I have an acceptable chess culture and I know what is to play solid, what means to take risks, what is modern chess and classic chess.
The point is that in blitz we do not have time to make the game a science in 'steinitz/tarrash' fashion, we are playing against Tal (obviouslly in low level, but we are low level too). The most important is how much we can 'hurt' the opponent. Action is the most important part in our level (1800+ up to 2100+).
For some reason 1900+ up to 2000+ (2100+!?) players seem to play by following classic chess rules and I feel more comfortable playing against these players! But players 1800+ and sometimes 1700+ are impetuous, they advance their rook-pawn until they open lines, they use maneuvers like rook-lift, and they play Ng5 looking h7-pawn and if you play h6 they support with h-pawn and when you least expect your position is already worse.
A 2100+ or 2200+ player is able to refute these impetuous and audacious attacks, but a 1900+ player does not have the time to do the same.

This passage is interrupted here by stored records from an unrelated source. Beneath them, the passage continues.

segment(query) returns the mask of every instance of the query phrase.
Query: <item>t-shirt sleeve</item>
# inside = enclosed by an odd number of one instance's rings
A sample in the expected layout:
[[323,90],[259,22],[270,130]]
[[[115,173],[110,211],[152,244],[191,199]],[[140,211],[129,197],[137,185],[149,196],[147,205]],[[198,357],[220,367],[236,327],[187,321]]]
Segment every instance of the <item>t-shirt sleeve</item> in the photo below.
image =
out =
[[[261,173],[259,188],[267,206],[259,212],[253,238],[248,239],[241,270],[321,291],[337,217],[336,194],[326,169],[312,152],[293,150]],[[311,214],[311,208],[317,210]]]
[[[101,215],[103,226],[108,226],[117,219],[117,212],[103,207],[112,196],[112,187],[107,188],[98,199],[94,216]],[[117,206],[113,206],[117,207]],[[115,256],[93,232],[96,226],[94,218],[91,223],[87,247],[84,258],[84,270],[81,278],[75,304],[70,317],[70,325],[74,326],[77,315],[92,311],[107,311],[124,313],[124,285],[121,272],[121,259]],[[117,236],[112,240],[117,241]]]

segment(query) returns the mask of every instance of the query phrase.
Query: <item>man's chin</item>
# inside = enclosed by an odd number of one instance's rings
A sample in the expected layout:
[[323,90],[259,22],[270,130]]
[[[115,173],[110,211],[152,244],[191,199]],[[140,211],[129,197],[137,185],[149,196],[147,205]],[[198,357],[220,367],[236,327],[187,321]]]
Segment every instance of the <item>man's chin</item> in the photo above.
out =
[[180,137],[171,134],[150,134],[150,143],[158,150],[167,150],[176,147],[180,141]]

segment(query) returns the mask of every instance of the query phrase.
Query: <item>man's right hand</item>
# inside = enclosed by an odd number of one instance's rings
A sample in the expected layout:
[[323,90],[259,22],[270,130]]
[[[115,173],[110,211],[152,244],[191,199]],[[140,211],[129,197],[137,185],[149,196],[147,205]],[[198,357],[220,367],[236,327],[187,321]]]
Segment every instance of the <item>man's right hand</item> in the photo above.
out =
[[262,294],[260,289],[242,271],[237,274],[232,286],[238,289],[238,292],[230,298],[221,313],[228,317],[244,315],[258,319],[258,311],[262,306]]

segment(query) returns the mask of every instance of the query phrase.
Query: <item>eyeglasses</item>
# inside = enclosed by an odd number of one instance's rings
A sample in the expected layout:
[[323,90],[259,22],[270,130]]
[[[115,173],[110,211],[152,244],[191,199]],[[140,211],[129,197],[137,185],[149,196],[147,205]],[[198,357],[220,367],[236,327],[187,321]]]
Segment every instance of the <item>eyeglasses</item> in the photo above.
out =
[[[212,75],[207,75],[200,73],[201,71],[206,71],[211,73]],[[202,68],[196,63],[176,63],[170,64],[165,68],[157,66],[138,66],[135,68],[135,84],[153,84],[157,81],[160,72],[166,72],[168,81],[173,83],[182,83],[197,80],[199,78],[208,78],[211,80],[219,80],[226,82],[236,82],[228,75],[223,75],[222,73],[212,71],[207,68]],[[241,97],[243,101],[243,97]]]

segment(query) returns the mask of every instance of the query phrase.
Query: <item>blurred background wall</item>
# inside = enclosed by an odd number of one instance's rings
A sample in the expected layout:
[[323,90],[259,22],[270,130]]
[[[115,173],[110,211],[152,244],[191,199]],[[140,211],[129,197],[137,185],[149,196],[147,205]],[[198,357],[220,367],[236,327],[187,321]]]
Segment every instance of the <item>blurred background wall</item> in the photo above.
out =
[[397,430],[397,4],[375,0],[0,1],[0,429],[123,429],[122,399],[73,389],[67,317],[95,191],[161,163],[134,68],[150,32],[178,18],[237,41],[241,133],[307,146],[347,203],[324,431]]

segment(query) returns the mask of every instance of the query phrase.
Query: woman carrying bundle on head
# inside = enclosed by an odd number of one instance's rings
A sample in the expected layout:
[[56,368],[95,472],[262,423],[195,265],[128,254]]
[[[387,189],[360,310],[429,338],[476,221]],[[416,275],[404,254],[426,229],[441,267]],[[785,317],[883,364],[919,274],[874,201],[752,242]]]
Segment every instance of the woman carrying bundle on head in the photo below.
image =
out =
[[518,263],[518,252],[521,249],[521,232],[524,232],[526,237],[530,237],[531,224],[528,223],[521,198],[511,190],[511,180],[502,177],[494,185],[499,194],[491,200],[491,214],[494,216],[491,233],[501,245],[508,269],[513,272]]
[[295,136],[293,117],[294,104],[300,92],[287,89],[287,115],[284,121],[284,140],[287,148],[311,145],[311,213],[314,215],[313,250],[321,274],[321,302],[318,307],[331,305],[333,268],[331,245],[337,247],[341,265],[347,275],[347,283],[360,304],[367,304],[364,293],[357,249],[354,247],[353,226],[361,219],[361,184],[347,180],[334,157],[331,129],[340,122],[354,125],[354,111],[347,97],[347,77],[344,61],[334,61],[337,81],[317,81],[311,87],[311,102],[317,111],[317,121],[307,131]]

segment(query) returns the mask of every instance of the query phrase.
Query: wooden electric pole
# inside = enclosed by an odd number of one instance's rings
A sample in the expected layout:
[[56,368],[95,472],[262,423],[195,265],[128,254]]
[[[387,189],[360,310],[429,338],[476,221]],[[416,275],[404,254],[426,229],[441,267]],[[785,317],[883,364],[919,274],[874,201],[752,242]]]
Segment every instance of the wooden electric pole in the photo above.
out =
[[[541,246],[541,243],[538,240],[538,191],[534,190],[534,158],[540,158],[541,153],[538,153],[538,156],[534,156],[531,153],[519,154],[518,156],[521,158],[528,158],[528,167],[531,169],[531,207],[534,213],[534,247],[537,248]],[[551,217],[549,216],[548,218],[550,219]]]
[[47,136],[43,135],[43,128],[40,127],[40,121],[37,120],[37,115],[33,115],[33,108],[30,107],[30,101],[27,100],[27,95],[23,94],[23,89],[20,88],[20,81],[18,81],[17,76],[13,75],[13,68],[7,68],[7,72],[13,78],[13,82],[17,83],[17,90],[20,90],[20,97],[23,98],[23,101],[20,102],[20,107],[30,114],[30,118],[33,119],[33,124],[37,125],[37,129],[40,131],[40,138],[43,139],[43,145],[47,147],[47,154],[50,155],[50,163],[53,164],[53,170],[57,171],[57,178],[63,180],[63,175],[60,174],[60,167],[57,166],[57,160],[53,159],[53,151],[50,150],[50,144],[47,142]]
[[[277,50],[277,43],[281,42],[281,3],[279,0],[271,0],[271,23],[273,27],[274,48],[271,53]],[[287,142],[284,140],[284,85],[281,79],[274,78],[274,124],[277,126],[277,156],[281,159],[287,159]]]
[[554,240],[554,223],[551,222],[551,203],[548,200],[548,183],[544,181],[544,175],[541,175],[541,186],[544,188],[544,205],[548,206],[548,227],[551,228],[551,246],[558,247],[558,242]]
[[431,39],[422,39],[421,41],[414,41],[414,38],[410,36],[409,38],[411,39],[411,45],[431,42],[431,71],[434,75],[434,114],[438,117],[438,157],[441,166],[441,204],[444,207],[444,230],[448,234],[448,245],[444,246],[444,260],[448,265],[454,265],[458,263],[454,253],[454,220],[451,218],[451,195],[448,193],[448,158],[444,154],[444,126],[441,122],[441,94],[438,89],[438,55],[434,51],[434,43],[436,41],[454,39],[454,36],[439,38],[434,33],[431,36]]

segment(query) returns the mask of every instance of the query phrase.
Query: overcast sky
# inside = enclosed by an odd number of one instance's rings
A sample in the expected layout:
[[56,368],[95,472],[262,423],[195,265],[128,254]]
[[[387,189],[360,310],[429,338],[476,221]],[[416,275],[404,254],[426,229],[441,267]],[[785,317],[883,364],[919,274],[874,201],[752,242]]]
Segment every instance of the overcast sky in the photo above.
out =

I have MANY difficulties in dealing with the black pressure in the benoni structure and especially in the volga / benko gambit. Against King's Indian Defense I'm mated about 60% / 70% before I can impose my game on queen-side only when my opponent is too weak to attack. (my progress against KID have get better when I understand black NEED his light bishop! Now I have won some games by try forcing gain that bishop instead rook or pawns on queenside with some success! that is a deep understanding for me!)

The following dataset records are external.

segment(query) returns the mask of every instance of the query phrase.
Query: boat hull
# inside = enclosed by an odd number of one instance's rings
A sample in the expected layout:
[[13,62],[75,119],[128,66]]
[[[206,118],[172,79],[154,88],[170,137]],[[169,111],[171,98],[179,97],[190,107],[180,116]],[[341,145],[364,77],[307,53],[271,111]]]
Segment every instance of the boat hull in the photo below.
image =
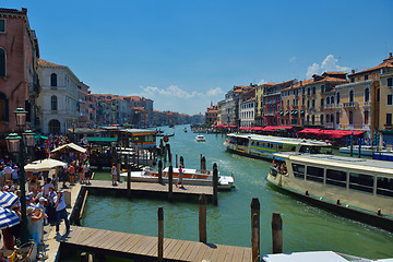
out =
[[286,192],[293,195],[296,195],[298,199],[311,203],[315,206],[322,207],[324,210],[327,210],[330,212],[336,213],[338,215],[360,221],[364,223],[367,223],[369,225],[383,228],[389,231],[393,231],[393,219],[385,217],[385,216],[379,216],[376,212],[376,214],[365,212],[356,209],[352,209],[350,206],[347,206],[343,203],[338,203],[334,200],[329,200],[325,198],[321,198],[319,195],[310,194],[308,191],[299,191],[293,188],[289,188],[285,186],[285,179],[283,181],[283,175],[277,174],[276,177],[269,174],[265,177],[265,180],[271,184],[273,188],[277,189],[278,191]]

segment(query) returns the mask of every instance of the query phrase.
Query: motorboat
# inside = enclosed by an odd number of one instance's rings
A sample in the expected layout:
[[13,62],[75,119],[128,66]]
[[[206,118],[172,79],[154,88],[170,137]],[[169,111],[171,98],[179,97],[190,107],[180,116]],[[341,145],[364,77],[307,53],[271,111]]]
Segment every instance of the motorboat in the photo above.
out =
[[251,133],[230,133],[224,146],[239,155],[267,160],[272,160],[273,154],[279,152],[332,154],[332,144],[327,142]]
[[270,184],[343,216],[393,231],[393,165],[323,154],[274,154]]
[[205,140],[205,138],[203,136],[203,134],[198,134],[198,135],[195,136],[195,140],[196,140],[196,142],[206,142],[206,140]]
[[[193,168],[182,169],[183,184],[213,186],[213,171]],[[127,179],[128,174],[121,172],[121,177]],[[179,168],[174,168],[174,182],[179,178]],[[163,170],[163,182],[168,182],[169,168]],[[158,171],[152,167],[144,167],[142,171],[132,171],[131,181],[135,182],[158,182]],[[222,176],[218,174],[218,190],[230,190],[234,188],[235,178],[233,176]]]

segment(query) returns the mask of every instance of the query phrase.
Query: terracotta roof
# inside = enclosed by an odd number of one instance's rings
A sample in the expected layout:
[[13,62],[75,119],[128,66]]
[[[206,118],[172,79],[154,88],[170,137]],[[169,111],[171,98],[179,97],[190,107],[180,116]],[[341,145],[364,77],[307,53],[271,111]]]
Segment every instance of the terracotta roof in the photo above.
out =
[[362,70],[362,71],[359,71],[359,72],[356,72],[356,73],[353,73],[353,74],[348,74],[348,76],[354,76],[354,75],[357,75],[357,74],[367,73],[367,72],[379,70],[379,69],[382,69],[382,68],[393,68],[393,59],[392,58],[384,59],[383,62],[380,63],[377,67],[369,68],[369,69]]
[[46,60],[40,59],[40,58],[38,58],[38,64],[39,66],[45,66],[45,67],[64,67],[64,66],[61,66],[61,64],[57,64],[57,63],[46,61]]

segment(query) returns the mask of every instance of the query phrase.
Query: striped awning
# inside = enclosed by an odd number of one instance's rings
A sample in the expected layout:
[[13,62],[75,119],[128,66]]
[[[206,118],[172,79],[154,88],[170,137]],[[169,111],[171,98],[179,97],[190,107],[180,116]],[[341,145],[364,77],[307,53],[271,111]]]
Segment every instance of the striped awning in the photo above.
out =
[[20,217],[16,212],[0,207],[0,229],[13,227],[20,223]]
[[16,194],[7,191],[0,191],[0,207],[9,209],[16,204],[17,201],[19,198]]

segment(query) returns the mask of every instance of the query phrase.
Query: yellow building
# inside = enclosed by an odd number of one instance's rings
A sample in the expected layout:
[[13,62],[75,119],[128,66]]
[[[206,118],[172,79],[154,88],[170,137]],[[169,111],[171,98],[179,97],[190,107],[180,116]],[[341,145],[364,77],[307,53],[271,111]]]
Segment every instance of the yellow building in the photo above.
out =
[[[385,129],[389,118],[388,87],[382,95],[380,78],[384,70],[391,68],[393,58],[390,53],[390,57],[377,67],[360,72],[353,70],[348,75],[350,83],[336,86],[336,97],[341,100],[340,129],[366,131],[369,138],[382,127]],[[388,79],[386,76],[386,84]]]
[[384,61],[391,62],[388,67],[381,70],[380,75],[380,121],[379,131],[382,134],[381,141],[389,145],[393,144],[393,58],[390,53]]

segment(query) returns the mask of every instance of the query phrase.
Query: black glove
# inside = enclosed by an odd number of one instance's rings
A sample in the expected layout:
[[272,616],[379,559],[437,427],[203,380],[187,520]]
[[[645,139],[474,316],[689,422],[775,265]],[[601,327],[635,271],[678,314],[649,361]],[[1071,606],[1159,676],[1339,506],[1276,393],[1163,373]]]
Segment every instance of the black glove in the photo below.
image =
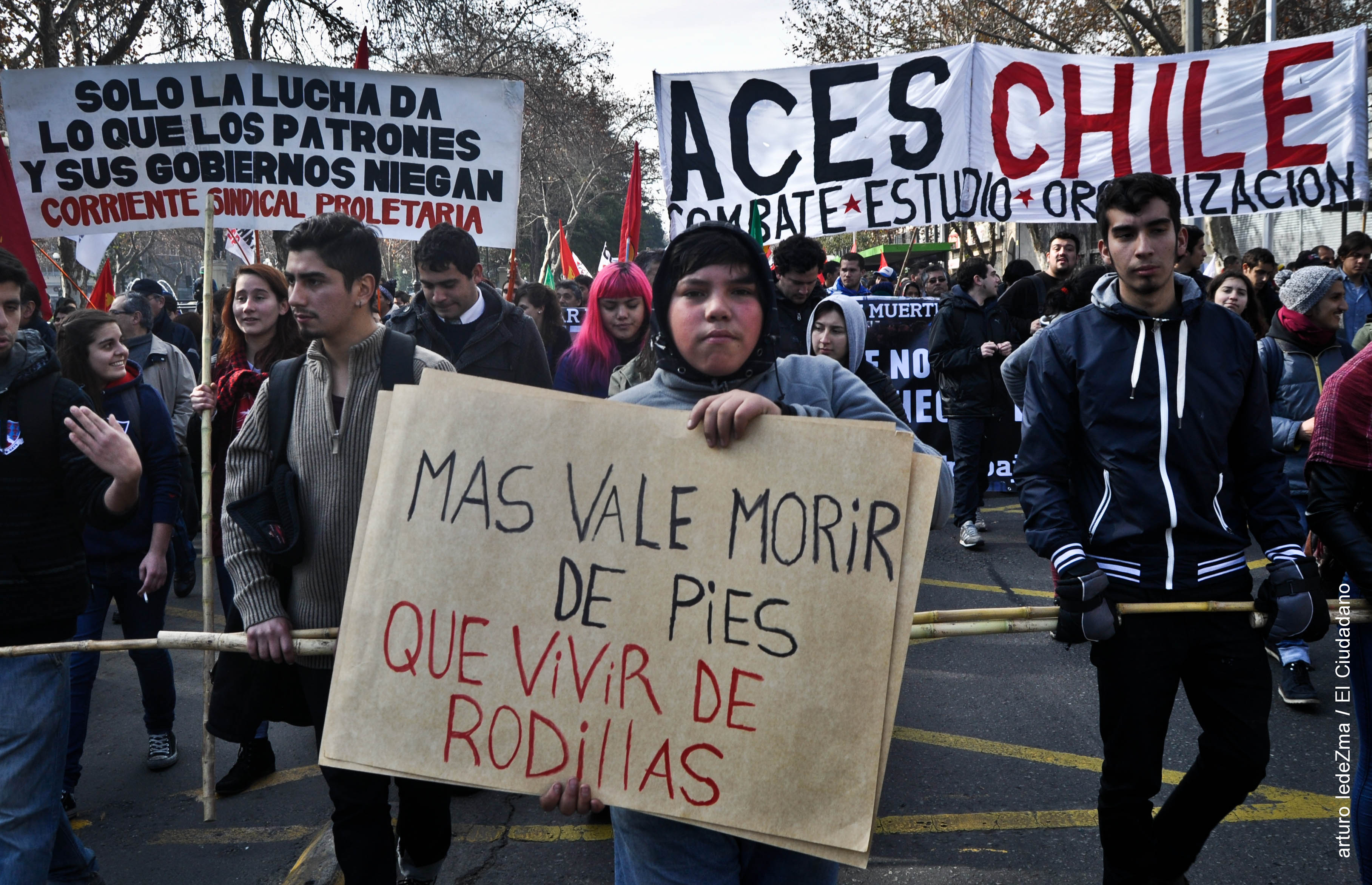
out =
[[1320,589],[1320,569],[1309,556],[1277,560],[1258,587],[1254,606],[1268,613],[1268,637],[1314,642],[1329,630],[1329,606]]
[[1058,642],[1100,642],[1114,635],[1114,609],[1106,602],[1110,578],[1091,560],[1058,572]]

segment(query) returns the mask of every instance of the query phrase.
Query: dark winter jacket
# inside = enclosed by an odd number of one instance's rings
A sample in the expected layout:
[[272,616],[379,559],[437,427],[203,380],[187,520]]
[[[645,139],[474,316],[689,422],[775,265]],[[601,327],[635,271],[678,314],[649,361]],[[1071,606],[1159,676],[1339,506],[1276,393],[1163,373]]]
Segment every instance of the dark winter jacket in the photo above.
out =
[[71,445],[63,420],[91,399],[37,332],[19,332],[0,377],[0,645],[62,642],[91,593],[82,523],[118,528],[132,513],[106,509],[110,477]]
[[[152,523],[176,524],[181,510],[181,464],[172,414],[162,394],[143,383],[143,369],[129,362],[129,380],[104,388],[104,412],[114,414],[133,440],[143,461],[139,480],[139,509],[133,520],[114,531],[88,526],[82,535],[86,556],[141,557],[152,541]],[[137,403],[137,420],[130,412]]]
[[473,322],[476,328],[457,355],[439,328],[443,320],[434,313],[424,295],[416,295],[405,310],[390,314],[386,325],[405,332],[420,347],[443,357],[461,375],[552,387],[553,373],[549,370],[547,351],[543,350],[538,325],[490,285],[477,285],[486,300],[486,310]]
[[796,303],[777,292],[777,305],[772,310],[777,324],[777,358],[792,354],[809,353],[809,314],[815,311],[815,305],[825,300],[829,292],[825,290],[823,279],[815,283],[809,296],[801,303]]
[[1299,556],[1303,532],[1251,329],[1173,279],[1166,316],[1124,305],[1111,273],[1039,333],[1015,462],[1025,535],[1059,571],[1095,560],[1111,598],[1246,598],[1244,510],[1268,558]]
[[1065,288],[1066,280],[1044,273],[1032,273],[1022,280],[1015,280],[1000,295],[1000,303],[1010,314],[1010,322],[1015,327],[1019,340],[1029,340],[1029,327],[1034,320],[1048,313],[1048,292],[1055,288]]
[[43,318],[43,314],[37,310],[29,317],[29,321],[23,325],[26,329],[37,332],[43,338],[43,343],[52,350],[58,349],[58,331],[52,328],[52,324]]
[[176,344],[185,354],[185,358],[191,361],[191,368],[196,372],[200,370],[200,342],[195,340],[195,333],[191,329],[172,322],[172,314],[166,310],[159,313],[158,318],[152,321],[152,333],[169,344]]
[[929,325],[929,365],[938,373],[947,417],[991,417],[1010,408],[1000,379],[1004,357],[982,357],[986,342],[1019,343],[1010,314],[996,298],[977,305],[960,285],[952,287]]
[[1303,501],[1305,457],[1310,446],[1297,442],[1297,431],[1302,421],[1314,417],[1325,379],[1353,358],[1353,347],[1335,338],[1328,347],[1314,351],[1287,331],[1277,313],[1272,317],[1268,336],[1258,342],[1258,357],[1272,403],[1272,447],[1284,457],[1283,472],[1291,497]]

The truth is that I have won some games against 2100+ players simply by ruthlessly attacking by sacrificing material without calculating or fear if my attack is 'unsound'.

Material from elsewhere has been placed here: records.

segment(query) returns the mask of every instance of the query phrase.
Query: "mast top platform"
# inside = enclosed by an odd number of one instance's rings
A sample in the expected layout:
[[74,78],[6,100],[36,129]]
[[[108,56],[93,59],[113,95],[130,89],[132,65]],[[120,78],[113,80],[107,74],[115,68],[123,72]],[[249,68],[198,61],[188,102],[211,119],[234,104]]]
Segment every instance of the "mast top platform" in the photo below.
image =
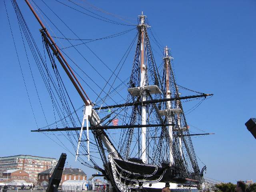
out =
[[128,91],[132,96],[138,96],[145,90],[149,91],[151,94],[162,94],[160,89],[157,85],[150,85],[142,87],[137,87],[128,89]]

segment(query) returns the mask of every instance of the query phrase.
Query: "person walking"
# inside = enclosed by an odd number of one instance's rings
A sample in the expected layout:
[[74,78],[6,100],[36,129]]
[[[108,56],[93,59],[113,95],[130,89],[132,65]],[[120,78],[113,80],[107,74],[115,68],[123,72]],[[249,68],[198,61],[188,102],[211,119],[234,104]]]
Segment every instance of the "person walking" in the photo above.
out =
[[8,187],[6,184],[4,186],[4,189],[3,189],[3,192],[6,192],[7,191],[7,189],[8,189]]

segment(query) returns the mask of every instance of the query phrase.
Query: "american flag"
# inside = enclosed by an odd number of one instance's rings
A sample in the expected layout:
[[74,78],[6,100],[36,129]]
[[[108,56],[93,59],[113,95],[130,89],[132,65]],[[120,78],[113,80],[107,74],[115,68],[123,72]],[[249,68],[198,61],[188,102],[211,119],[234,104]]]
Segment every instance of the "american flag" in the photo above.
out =
[[112,123],[113,123],[113,125],[114,126],[116,126],[118,122],[118,119],[113,119],[112,120]]

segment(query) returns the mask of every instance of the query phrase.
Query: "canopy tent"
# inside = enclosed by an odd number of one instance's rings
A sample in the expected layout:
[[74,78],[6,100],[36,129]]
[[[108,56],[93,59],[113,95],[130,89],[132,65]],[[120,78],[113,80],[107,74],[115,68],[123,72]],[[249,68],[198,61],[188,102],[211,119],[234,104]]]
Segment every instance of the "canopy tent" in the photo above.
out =
[[62,183],[62,190],[87,190],[87,181],[84,180],[68,180]]

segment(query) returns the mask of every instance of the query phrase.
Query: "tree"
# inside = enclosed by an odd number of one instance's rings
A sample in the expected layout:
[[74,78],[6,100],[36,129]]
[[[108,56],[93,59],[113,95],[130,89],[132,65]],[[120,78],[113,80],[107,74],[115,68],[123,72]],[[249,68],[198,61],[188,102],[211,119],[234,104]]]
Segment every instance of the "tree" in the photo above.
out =
[[230,182],[228,183],[222,183],[220,184],[216,184],[215,187],[222,192],[234,192],[236,186],[236,185]]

What happens is that when the opponent decides to attack in this way we no longer have the luxury of playing 'cute' trying to keep everything stable and solid, we have to 'pay with the same coin'.
And it is much easier to be the first to bring chaos than to be forced to be active after his opponent have made some sacrifices... A 2200+ player can win each game if theys use some crazy gambit openings against a 1900~2000 player!
My problem, I guess, is study of theory, I want play like I was a topGM, trying boring and sound openings, dont playing gambits and attacking chess... And now I would like play attacking chess and know what I need to do...
In few experiments I see if I sacrifice pawns or pieces in blitz, since I can make my impetuous rook-lift and Ng5 stuffs after, my sucess is big I would think! It is just a lack of courage!!!
Look how I was impetuous I how I was better in some moments, maybe wining (ok, I'm a not the more faster player of the world, but If I did, I would just flag my opponent!)
I NEVER in my life I had played that fast e4-f4-e5 with Bb5. I know that setup exists, but I never had the guts to play. But by playing I was able to draw a 2100+ player...
I dont know... Someone sayd some day: "before postional-strategic play, one need learn combine first".
Chess is concrete. Asking "general" questions is wrong from scratch in a certain sense.
50.g6 is a elementary simple win, isn't it? Chess is very concrete.